Carlos Mazón’s PP was especially belligerent with the salaries of the Botanical Pact Government when they were in opposition. Although Mazón earned more than the president of the Generalitat, Ximo Puig, when he was president of the Alicante Provincial Council, he constantly criticized the remuneration of the members of the Consell. Upon reaching the Executive, Mazón made a flag of austerity by cutting senior positions and advisors. A few months later, he camouflaged a salary increase for senior officials who are civil servants or those who teach classes so that they could earn up to 15% more than the president in the regional budgets. In summer, he approved a decree that modifies the regional budgets and applied a 2% increase to public employees and members of the Executive, the same one that criticized the Botánico. This November, with the third composition of its Executive, the salary limit is eliminated for those who come from the public service: they will be able to earn more than 90,000 euros annually.
Neither in the decree in which this salary increase is camouflaged, which establishes measures for officials regarding DANA, nor in the communications about it, has it been explained to those affected, but both the wording of the article and the new incorporations put the focus retired Lieutenant General Francisco José Gan Pampols, second vice president; and in the professor of medicine and doctor of surgery Juan Carlos Valderrama, new Minister of Emergencies. The new rule allows them to maintain their salary as public employees, exceeding without limit that of the president of the Generalitat Valenciana. A professor at the University of Valencia earns over 60,000 euros per year, if he works full time, while the salary of the retired military high command would be close to 90,000 euros, according to the Defense transparency portal. A rank-and-file councilor earns 68,000 euros annually in 2024, according to the Transparency portal of the Generalitat Valenciana.
Salary limitations made it difficult to incorporate private sector personnel into the front line, recognize leaders of the Botanical Pact, who value those who gave up between 15,000 and 30,000 euros annually to be regional councilors or secretaries. In the first Consell del Botànic, the coalition formed by PSPV, Compromís and Unides Podem, a councilor received 58,000 euros per year, practically the same as an autonomous secretary, without taking into account the residence supplements or the three-year terms if he was a civil servant. Until then, regional legislation only allowed this annual compensation to be maintained for exercising public service. Even the chiefs of staff lost money, they point out.

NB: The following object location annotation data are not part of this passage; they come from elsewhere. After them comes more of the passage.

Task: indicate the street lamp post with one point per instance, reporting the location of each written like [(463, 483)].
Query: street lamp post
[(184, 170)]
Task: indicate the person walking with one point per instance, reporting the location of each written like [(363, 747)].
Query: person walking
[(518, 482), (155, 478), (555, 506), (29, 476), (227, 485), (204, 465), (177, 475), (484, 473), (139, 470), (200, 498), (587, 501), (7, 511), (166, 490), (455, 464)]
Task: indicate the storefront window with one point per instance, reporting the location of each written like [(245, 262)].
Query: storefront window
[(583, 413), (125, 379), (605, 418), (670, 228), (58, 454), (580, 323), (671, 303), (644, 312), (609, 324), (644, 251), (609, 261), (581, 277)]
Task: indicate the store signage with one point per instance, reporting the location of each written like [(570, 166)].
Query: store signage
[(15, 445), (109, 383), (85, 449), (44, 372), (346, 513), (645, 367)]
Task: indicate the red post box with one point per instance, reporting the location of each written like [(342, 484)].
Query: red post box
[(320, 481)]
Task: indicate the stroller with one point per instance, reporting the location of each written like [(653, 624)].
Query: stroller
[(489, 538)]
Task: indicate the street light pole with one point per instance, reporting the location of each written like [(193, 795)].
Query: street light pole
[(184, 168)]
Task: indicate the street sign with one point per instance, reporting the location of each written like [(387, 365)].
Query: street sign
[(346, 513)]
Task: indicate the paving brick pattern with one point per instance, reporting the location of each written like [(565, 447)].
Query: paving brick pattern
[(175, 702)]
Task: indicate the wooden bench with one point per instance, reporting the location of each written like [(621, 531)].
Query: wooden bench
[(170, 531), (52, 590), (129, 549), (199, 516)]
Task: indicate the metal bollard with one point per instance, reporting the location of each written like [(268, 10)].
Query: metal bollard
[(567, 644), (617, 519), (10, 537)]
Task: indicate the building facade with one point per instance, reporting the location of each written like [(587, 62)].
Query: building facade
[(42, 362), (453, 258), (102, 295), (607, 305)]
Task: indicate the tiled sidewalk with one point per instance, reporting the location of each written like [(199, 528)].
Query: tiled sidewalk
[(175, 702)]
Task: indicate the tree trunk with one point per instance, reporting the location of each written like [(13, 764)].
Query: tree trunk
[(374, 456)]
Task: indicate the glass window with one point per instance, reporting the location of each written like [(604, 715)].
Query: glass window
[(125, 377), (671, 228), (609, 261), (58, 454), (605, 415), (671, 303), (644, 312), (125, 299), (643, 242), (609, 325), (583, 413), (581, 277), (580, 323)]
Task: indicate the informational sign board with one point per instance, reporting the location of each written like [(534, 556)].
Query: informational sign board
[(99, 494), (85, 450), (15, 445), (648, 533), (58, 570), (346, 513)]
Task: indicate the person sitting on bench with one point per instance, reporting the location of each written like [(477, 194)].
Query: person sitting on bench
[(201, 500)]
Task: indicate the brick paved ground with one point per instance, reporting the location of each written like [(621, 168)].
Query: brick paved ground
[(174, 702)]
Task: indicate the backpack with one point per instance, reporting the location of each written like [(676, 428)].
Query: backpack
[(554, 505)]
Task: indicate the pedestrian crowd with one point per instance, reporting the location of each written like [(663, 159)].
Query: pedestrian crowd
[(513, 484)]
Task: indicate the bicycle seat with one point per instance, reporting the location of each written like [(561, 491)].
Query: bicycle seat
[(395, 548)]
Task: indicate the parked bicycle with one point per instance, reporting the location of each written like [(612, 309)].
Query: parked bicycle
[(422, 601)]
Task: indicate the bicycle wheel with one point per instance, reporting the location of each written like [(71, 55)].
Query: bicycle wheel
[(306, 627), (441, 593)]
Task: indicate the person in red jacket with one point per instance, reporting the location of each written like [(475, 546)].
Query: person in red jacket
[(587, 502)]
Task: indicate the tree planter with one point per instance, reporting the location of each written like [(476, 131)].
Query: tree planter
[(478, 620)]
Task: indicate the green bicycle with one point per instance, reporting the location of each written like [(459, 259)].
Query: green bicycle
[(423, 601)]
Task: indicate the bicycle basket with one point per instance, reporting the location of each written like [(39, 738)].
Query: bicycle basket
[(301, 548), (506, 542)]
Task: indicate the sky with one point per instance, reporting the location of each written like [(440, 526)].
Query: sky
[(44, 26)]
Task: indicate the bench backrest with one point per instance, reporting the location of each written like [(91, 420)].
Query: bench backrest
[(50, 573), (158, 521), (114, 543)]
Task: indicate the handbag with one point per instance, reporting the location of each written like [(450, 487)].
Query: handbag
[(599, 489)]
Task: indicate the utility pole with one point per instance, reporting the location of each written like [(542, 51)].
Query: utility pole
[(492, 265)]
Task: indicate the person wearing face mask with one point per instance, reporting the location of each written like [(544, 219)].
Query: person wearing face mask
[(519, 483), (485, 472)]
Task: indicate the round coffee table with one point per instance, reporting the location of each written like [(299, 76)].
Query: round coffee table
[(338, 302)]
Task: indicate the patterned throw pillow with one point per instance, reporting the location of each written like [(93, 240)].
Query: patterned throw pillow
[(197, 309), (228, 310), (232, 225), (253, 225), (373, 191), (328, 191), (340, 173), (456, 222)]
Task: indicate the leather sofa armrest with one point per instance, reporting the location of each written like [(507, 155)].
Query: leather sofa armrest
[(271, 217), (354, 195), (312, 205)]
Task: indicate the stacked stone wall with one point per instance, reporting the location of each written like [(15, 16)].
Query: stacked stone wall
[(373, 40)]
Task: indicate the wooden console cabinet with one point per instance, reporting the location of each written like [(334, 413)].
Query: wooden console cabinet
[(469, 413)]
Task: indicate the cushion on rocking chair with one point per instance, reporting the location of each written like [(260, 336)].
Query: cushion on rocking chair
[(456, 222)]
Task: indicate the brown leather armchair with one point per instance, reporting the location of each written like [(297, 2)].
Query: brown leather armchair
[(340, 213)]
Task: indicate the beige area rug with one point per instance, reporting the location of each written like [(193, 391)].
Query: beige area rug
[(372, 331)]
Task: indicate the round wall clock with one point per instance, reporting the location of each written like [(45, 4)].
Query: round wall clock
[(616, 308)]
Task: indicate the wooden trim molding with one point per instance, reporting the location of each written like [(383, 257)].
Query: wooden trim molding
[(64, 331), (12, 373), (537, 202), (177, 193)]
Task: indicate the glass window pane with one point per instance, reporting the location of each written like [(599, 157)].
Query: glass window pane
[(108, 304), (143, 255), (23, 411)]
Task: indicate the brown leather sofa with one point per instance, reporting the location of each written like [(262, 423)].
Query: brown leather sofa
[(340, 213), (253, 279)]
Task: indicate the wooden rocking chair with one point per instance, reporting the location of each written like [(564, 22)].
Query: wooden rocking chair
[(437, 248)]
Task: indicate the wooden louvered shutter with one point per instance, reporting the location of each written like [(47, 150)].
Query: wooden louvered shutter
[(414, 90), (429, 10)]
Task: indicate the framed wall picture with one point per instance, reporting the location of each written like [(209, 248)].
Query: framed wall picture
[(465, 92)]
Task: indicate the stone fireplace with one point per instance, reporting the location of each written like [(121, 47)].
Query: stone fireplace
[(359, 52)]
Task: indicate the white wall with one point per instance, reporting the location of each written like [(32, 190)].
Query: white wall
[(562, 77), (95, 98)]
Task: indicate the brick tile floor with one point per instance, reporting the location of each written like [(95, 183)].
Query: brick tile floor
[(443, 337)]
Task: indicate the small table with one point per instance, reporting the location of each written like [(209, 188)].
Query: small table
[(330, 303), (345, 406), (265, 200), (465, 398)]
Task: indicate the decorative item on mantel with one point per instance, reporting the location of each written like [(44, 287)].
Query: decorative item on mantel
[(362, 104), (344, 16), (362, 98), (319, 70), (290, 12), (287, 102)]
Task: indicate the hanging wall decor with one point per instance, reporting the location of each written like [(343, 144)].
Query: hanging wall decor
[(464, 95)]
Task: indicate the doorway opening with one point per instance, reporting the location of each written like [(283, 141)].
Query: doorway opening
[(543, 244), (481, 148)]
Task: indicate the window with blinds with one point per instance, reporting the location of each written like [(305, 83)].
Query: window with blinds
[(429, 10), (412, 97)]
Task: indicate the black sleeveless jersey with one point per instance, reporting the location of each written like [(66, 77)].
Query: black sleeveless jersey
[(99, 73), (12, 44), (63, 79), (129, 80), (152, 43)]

One of the few people who left a private company to enter the second step of the Executive is Clara Ferrando, appointed regional Secretary of the Treasury by Compromís. To date she had been director of private banking at Banc Sabadell, with a remuneration of around 80,000 euros. She is, according to her resume, a financial analyst and was in charge of managing assets and treasury of family businesses and SMEs, as well as analyzing financial and capital markets. He returned to the bench at the end of the legislature. Ferrando was the number two of the socialist Vicent Soler, who joined the Consell from the University of Valencia, where he was a professor and dean of the Faculty of Economics. Soler stopped receiving close to 20,000 euros per year, given that close to 8,000 euros per year for the deanship would be added to the remuneration of the professorship. He also lost, like all academics, six-year periods of research. Gabriela Bravo, head of Justice, who came from the State Attorney General’s Office and lost close to 17,000 euros per year, was a member of the same Consell.
Before the Botànic, the last executives of the PP also turned to public or private sector employees who considerably reduced their income. Manuel Llombart, Minister of Health with Alberto Fabra, received close to 300,000 euros in the Valencian Institute of Oncology, of which he was general director, to go on to reach almost 70,000 in the regional Executive. In the same Consell was Juan Carlos Moragues, head of the Treasury between 2012 and 2014, an official of the higher body of State Treasury inspectors. He came from being a delegate of the Tax Agency of the Province of Castellón and professor of the ADEIT master’s degree in Taxation at the University of Valencia. Only with the difference in positions he stopped earning close to 40,000 euros per year, between 40% and 50% of his salary taking into account teaching supplements. PP sources also cite the cases of Máximo Buch, who went from the private sector to the Ministry of Economy, and Vicente Rambla, Minister of Industry with Francisco Camps, who was also a Treasury inspector, with salaries similar to those of Moragues.
There are also other senior positions in the second tier who saw a difference in their remuneration, such as the regional secretaries who were, until the moment of their appointment, auditors in municipalities. This is the case of Andreu Ferrer, regional secretary of the Presidency, Puig’s right-hand man in the Consell, who as municipal auditor was close to 90,000 euros, or the director of the Valencian Tax Agency, Sonia Díez, also a tax inspector, who became general director rank.
The Mazón Executive, who denies that eliminating the limitation implies a salary increase, explained that the measure applies to new members and justified it as a way to “attract talent.” “We need to incorporate talent and capacity to address the reconstruction, with people who have acted in scenarios as large as the one we currently find in Valencia.” These words lit up the chamber in the last control session, held last Thursday, where the left bench asked if there was no talent among public officials, and accused the new vice president of linking his vocation to salary.